Facebook’s fight against prosecutors over nearly 400 search warrants for users’ postings and other data is drawing support from other social media companies and civil libertarians.
Lawyers for Foursquare, Kickstarter, Meetup, and Tumblr said Monday they were seeking to join the clash on Facebook’s side. The New York Civil Liberties Union and the American Civil Liberties Union also have recently said they were backing Facebook.
They see the warrants – for data including friend lists, photos, and private messages, many of them from users who have yet to be charged and may never be – as a troubling message for digital-age privacy. Facebook has said it had previously never received so many search warrants.
“With the burgeoning tech industry in New York, the need to protect the privacy of users has never been greater,” said Richard Holwell, a former federal judge who’s now in private practice and representing the four tech companies, all New York-based.

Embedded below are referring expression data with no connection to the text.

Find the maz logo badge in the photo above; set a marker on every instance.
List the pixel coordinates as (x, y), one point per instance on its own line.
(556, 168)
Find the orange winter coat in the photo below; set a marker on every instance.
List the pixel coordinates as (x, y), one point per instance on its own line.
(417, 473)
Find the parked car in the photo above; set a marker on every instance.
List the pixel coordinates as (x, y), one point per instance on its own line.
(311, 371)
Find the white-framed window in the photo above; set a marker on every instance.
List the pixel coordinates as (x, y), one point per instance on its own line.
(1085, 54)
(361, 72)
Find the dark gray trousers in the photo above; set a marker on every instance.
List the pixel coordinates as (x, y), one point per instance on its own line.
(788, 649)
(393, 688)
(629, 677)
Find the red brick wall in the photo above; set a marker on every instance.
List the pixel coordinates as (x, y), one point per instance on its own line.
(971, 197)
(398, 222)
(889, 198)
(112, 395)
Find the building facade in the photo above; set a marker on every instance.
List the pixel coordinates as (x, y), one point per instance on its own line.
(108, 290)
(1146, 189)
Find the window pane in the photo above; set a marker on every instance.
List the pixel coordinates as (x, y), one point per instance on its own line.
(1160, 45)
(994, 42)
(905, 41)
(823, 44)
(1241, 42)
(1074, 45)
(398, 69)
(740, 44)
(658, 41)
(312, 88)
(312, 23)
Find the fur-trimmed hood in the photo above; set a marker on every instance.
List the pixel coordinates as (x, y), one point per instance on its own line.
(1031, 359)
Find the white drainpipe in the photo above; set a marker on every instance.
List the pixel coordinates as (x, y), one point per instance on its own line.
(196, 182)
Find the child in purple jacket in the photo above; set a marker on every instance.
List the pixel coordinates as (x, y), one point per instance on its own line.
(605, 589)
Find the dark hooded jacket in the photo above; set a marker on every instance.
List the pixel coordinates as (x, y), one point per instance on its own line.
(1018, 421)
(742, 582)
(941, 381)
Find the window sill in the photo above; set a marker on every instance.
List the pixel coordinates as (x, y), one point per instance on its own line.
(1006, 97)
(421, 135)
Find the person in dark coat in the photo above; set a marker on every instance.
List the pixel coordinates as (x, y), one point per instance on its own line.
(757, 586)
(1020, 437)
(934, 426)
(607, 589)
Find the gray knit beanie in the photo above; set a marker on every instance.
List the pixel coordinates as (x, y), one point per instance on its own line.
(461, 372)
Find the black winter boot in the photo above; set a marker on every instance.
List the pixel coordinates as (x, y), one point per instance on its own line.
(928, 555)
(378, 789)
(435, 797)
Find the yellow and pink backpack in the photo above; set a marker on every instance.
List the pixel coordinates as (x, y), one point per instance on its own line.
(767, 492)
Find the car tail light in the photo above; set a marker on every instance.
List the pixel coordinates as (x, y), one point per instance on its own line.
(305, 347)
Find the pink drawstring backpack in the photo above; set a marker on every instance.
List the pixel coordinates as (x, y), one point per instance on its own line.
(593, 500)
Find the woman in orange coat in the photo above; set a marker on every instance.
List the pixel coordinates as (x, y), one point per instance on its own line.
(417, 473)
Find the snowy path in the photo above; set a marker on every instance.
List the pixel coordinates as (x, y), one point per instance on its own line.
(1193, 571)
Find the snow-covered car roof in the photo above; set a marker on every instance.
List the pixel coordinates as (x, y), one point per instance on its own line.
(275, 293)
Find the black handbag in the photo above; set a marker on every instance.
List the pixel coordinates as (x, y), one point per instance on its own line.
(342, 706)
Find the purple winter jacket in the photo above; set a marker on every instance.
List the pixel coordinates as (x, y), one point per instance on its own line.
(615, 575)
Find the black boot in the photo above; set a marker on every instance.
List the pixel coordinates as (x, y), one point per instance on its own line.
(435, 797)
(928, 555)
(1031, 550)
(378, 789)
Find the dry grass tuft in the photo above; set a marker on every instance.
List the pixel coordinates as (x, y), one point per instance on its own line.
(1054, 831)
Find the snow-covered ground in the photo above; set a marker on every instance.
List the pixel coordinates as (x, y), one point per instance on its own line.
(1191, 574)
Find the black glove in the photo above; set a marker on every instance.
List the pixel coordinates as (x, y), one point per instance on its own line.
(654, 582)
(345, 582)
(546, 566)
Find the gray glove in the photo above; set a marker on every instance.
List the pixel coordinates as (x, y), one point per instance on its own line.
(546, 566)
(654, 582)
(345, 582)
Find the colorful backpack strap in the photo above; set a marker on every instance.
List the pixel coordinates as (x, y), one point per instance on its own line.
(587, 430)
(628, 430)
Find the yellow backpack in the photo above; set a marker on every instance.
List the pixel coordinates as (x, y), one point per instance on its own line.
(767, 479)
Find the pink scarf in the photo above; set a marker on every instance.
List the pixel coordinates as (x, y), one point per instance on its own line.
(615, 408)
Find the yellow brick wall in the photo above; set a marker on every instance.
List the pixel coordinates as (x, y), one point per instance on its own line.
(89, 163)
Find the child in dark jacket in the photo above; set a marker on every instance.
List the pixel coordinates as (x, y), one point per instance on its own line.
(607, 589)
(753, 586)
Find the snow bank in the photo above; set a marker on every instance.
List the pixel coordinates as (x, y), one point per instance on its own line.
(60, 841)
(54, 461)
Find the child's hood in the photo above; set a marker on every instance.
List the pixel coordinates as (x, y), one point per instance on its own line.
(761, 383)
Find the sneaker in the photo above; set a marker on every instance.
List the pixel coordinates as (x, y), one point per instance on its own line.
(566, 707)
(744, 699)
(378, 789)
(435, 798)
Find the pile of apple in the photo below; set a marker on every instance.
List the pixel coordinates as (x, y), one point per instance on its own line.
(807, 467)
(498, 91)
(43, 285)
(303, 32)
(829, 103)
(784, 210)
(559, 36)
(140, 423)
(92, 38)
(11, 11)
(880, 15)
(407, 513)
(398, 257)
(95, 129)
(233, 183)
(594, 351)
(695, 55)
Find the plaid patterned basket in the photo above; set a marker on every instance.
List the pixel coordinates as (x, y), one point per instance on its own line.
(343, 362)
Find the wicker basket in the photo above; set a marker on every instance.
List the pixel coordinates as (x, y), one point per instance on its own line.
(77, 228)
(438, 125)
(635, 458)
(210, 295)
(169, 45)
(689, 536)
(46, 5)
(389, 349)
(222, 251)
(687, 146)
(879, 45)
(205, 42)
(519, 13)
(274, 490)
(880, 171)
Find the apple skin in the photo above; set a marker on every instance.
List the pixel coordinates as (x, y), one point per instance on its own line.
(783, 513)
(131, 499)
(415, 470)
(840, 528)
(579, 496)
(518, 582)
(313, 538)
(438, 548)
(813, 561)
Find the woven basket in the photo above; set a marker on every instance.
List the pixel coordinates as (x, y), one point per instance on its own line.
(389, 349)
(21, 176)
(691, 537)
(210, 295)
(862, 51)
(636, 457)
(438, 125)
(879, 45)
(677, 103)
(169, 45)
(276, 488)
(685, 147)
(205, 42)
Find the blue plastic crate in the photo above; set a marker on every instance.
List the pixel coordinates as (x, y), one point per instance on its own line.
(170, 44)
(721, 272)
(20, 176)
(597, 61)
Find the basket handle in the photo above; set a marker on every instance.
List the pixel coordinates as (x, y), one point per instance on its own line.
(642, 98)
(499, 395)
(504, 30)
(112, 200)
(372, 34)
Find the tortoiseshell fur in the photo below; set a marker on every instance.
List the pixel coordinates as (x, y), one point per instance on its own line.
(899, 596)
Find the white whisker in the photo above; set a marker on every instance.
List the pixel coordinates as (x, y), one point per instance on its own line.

A judge has said the search warrants were justified. So do Manhattan prosecutors, who sought the data for a sweeping disabilities-benefit fraud investigation. Some 134 people have been charged so far, more than half have pleaded guilty, and prosecutors have said more could be implicated.
“Prosecutors have a right and a responsibility to collect evidence in criminal cases, wherever that information is stored,” Joan Vollero, spokeswoman for the Manhattan district attorney’s office, said Monday.
A Manhattan judge approved the 381 warrants in July 2013, saying law enforcement has authority to search massive amounts of material to seek evidence. The case was secret until it was unsealed and Facebook disclosed it in June.
The Menlo Park, California-based company has turned over the information but is appealing the court order that required it to do so.
The case involves police and fire retirees, allegedly instructed to claim they were too psychologically devastated to work. Instead, they led robust lives – some flew helicopters, traveled overseas, did martial arts, went fishing – and sometimes aired the alleged proof of their active lives on Facebook, prosecutors say.
Prosecutors have said they gave the judge 93 pages of details on why all the accounts were targeted.
But Facebook has said prosecutors cast too wide a net. Their campaign amounted to the online equivalent of searching “an entire neighborhood of nearly 400 homes,” the company said in a June court filing. The users ranged from high school students to grandparents, Facebook said.
Over the years, online companies have sometimes won, sometimes lost, in battling authorities’ demands for user information.